10 - AI Agents and Orchestration

1. What is an AI Agent?

What: An AI agent is an LLM-powered system that can autonomously plan and execute multi-step tasks by using tools, observing results, and deciding next actions. Unlike simple tool-calling (one-shot), agents loop until the task is complete.

Simple tool use:     User → LLM → Tool → Response (one step)

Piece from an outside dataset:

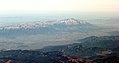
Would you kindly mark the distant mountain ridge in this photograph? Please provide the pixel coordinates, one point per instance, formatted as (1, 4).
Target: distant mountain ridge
(70, 21)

Agent:               User → LLM → Tool → Observe → Think → Tool → ... → Response
                           └──────── autonomous loop ────────────┘

Key properties of agents:

Autonomy: Decide which tools to use and when
Planning: Break complex tasks into steps
Memory: Track progress and context across steps
Observation: Interpret tool results and adapt

2. ReAct (Reasoning + Acting)

What: The foundational agent pattern. The model alternates between reasoning about what to do and taking actions.

Thought: I need to find the user's order status. Let me search by email.
Action:  search_orders(email="user@example.com")
Observation: Found order #1234, status: shipped, tracking: XYZ123

Thought: I have the order. Now I need to get tracking details.
Action:  get_tracking(tracking_id="XYZ123")
Observation: Package in transit, expected delivery: March 7

Thought: I have all the information needed to respond.
Answer:  Your order #1234 has been shipped and is expected to arrive March 7.

Implementation:

python

REACT_SYSTEM_PROMPT = """You are a helpful assistant with access to tools.
For each step:
1. Think about what you need to do next
2. Use a tool if needed
3. Observe the result
4. Repeat until you can give a final answer

Always think before acting."""

def react_agent(query, tools, max_steps=10):
    messages = [{"role": "user", "content": query}]

    for step in range(max_steps):
        response = llm.create(
            messages=messages,
            tools=tools
        )

        if response.stop_reason == "end_turn":
            return response.content[0].text  # Final answer

        # Execute tools and continue
        messages.append({"role": "assistant", "content": response.content})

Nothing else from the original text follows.